The Strait of Hormuz closure is now a blunt, visible shock. About 20 percent of global oil supply moves through that chokepoint, and energy markets treated the disruption like a historic event. Gas is up roughly 75 cents a gallon since the war began and diesel hit five dollars for the first time since 2022, costs that hit truckers, farmers, and logistics firms and then show up in everyday prices.
Research matters here because oil shocks land harder when inflation is already elevated. Studies show spikes in fuel costs bleed into rents, grocery prices, and shipping, and can reset what households and businesses expect to pay in the future. Once expectations shift, price-setting behavior follows, making a bump more permanent. Supply chain bottlenecks that amplified easy money in 2021 are back in play, and the easy-money legacy did not fully unwind.
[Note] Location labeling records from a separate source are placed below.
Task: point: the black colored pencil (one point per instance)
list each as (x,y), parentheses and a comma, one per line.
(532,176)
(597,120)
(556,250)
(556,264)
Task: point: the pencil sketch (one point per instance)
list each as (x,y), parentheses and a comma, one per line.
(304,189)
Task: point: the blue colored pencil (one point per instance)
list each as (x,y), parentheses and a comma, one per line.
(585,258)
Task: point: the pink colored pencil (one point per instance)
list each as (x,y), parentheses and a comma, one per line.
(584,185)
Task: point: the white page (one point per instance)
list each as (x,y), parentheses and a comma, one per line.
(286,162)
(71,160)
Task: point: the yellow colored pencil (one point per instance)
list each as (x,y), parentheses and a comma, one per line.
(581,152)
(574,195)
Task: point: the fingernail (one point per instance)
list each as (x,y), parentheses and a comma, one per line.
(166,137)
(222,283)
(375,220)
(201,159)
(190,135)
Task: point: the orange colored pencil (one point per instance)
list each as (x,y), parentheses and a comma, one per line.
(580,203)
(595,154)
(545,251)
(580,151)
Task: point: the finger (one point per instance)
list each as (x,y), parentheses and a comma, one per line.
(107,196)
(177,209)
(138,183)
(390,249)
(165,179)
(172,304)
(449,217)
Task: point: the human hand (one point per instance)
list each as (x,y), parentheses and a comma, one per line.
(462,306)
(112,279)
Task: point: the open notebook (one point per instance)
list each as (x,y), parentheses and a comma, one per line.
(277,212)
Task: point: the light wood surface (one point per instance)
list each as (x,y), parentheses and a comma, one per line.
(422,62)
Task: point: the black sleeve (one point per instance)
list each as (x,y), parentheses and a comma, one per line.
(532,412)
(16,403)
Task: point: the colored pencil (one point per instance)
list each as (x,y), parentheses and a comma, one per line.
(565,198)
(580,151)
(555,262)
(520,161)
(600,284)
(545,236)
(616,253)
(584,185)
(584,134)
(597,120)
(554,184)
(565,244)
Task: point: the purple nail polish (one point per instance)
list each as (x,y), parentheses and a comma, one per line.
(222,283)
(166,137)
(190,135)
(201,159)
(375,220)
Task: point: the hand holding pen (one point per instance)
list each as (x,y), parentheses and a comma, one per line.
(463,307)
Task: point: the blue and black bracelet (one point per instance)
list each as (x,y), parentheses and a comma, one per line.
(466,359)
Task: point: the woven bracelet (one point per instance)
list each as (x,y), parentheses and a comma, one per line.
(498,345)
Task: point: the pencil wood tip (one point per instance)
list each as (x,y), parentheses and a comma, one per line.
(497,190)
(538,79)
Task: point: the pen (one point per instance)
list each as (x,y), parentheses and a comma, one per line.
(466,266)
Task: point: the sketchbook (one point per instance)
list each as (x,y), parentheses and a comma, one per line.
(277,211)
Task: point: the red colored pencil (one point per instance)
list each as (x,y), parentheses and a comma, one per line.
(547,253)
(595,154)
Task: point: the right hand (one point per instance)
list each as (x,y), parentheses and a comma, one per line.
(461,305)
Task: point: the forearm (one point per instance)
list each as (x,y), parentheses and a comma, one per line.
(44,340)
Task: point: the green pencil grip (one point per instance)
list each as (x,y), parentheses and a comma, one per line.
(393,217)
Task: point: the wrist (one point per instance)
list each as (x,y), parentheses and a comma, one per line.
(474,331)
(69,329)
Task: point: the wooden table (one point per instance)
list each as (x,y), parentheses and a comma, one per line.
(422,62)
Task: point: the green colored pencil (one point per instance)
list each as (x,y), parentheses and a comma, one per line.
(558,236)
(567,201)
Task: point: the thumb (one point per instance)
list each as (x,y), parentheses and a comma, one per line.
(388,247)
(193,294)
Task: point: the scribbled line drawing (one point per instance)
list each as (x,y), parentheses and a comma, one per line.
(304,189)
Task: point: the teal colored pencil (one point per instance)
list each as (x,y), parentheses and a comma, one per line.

When the makings of an inflationary spiral are in place, a geopolitical shock is more than a temporary pain at the pump. It is accelerant on kindling. The immediate rise in energy and logistical costs has a way of turning into sustained higher prices when firms and landlords adjust wages and rents to their new cost outlook.
Inflation is also political risk, not just an economic statistic. History shows that high prices erode trust in institutions and can fracture political coalitions. Carter’s defeat at 13 percent inflation and the 2024 electorate’s response illustrate how quickly voters punish leaders over household affordability. In the last cycle, voters reporting severe inflation hardship broke for the opposition by 76 to 23, and that was decisive at the ballot box.
There is a cautious argument that Hormuz could reopen and that oil shocks can be temporary. Powell’s restraint can be read as prudence. But when near-term inflation expectations are rising and the public starts planning around persistent higher prices, waiting for a natural pass-through is a risky strategy. That channel was a key failure in the 1970s and is relevant again.
Worse scenarios are not just theoretical. Moody’s Analytics has put recession odds near 50 percent while some international agencies see inflation running significantly above the Fed’s forecast. The last time the U.S. faced an oil shock with unresolved inflation, it took Paul Volcker pushing interest rates toward 20 percent and a brutal recession to break the cycle. At 20 percent interest, a thirty-year mortgage on a $300,000 house costs over $5,000 a month, and that is the kind of price a delayed policy response risks imposing.
Calling structural price problems temporary has been a recurring mistake. In 2021 the Fed labeled inflation transitory and was proven wrong. Now the language has shifted from “transitory” to uncertainty, but the practical risk is the same. The modern economic battlefield includes supply chains and commodity flows, and the Hormuz closure is an explicit reminder that geopolitical moves can weaponize those channels against an economy already running a fever.